(This year, I’m devoting some of my Research Round-Up posts to academic research papers relating to the use of artificial intelligence for marketing purposes. This post features an unpublished paper that compares the performance of AI-generated vs. human-made images across three marketing use cases.)
“The power of generative marketing: Can generative AI reach human-level visual marketing content?“
Authors – Jochen Hartmann and Yannick Exner, Technical University of Munich; Samuel Domdey, Technical University of Hamburg-Harburg
Date Written – July 12. 2023
This paper describes the results of three studies designed to evaluate the performance of AI-generated vs. human-made images used for marketing purposes. Specifically, the studies evaluated image performance across three dimensions relevant to marketing.
Human perception of image quality and realismSocial media engagementClick-through rates of banner ads
The studies used AI-generated images created with 13 text-to-image diffusion models, including DALL-E2, Jasper, Midjourney v4, and several versions of Stable Diffusion. Altogether, these studies collected more than 17,000 human evaluations of over 1,500 AI-generated images.
All of the AI-generated images in these studies were created using a two-step process. In the first step, the researchers employed an image-to-text AI model to create a textual description of each human-made comparison image. These textual descriptions were then used (without modification) as the prompts to produce the AI-generated images.
Here are abbreviated descriptions of the three studies and the high-level results of each study.
Study 1 – Human Perception of Quality and Realism
The objective of this study was to compare the perceived quality and realism of AI-generated vs. human-made images across three marketing use cases – product design, social media, and print ads.
Each image was rated by five human evaluators for quality and realism using a 7-point Likert scale (1 = low, 7 = high), resulting in a total of 7,830 ratings.
The ratings for quality and realism varied depending on the specific image being evaluated and on the model used to create the AI-generated image.

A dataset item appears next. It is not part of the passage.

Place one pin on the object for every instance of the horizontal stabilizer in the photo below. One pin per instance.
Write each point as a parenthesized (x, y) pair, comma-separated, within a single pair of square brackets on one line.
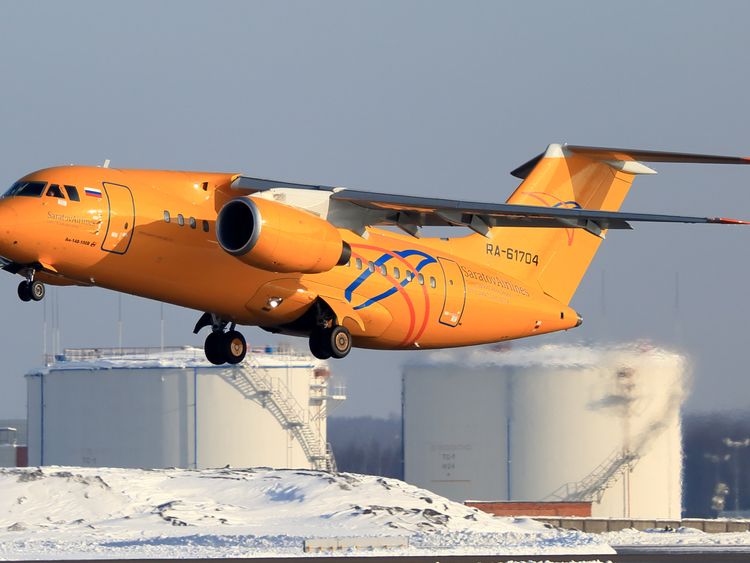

Overall, however, the study revealed that the AI-generated images outperformed or were on par with the human-made images in the product design and social media use cases.
In the print ad use case, the AI-generated images were significantly less likely to perform on par with the human-made images in terms of perceived quality and realism.
Again, the ratings varied significantly depending on the model used to create the AI-generated image. So, the choice of model matters.
Study 2 – Social Media Engagement
This study’s objective was to compare the ability of AI-generated images vs. a human-made image to produce engagement in a social media setting. In this study, engagement referred to the “likelihood to like” an image and the “likelihood to comment” on an image.
This study included one human-made image and 13 AI-generated images. The researchers recruited 701 participants who were randomly assigned to one of the 14 images. Each participant was asked to rate how likely they were to like or comment on an image using a 7-point Likert scale (1=low, 7=high).
The results of this study showed that the AI-generated images generally performed on par with the human-made image in terms of social media engagement.
Study 3 – Click-Through Rates On Banner Ads
The objective of this study was to compare the effectiveness of AI-generated images vs. a human-made image when used in an online banner ad. The measure of effectiveness used was click-through rates (CTR).
This study was a randomized field experiment that consisted of a real-world online banner ad campaign run on a leading display advertising platform. The human-made image was a professional photo purchased from Adobe Stock. The campaign ran December 28-29, 2022, and generated 702 clicks on 86,809 impressions.
Of the 14 images tested, the human-made image ranked 10th in terms of CTR. The best-performing AI-generated image achieved a 21.5% higher CTR compared to the human-made image.
This study also demonstrated that model choice matters. The best-performing AI model (Stable Diffusion v1-3) outperformed the worst model (Disco Diffusion) by 65.5%.
My Take
The three studies described in the Hartmann et al. paper demonstrate that generative AI models can create visual content that is on par with – and often better than – human-made images for a variety of marketing use cases.
If anything, these studies probably underestimate the ability of generative AI models to produce human-level visual content. The prompts used to create the AI images for these studies were produced by an image-to-text AI model, and the researchers didn’t modify those prompts. Prompts engineered by experienced marketers would likely have resulted in more effective AI images.
These studies also probably underestimate the quality of images generative AI models can currently produce because new, more capable versions of some of the models used in the studies have been released since the studies were conducted. For example, these studies used DALL-E2 and Midjourney v4, but DALL-E3 and Midjourney v6 are now available.
At minimum, the results of these studies suggest that AI-generated images are likely to play an increasingly important role in marketing.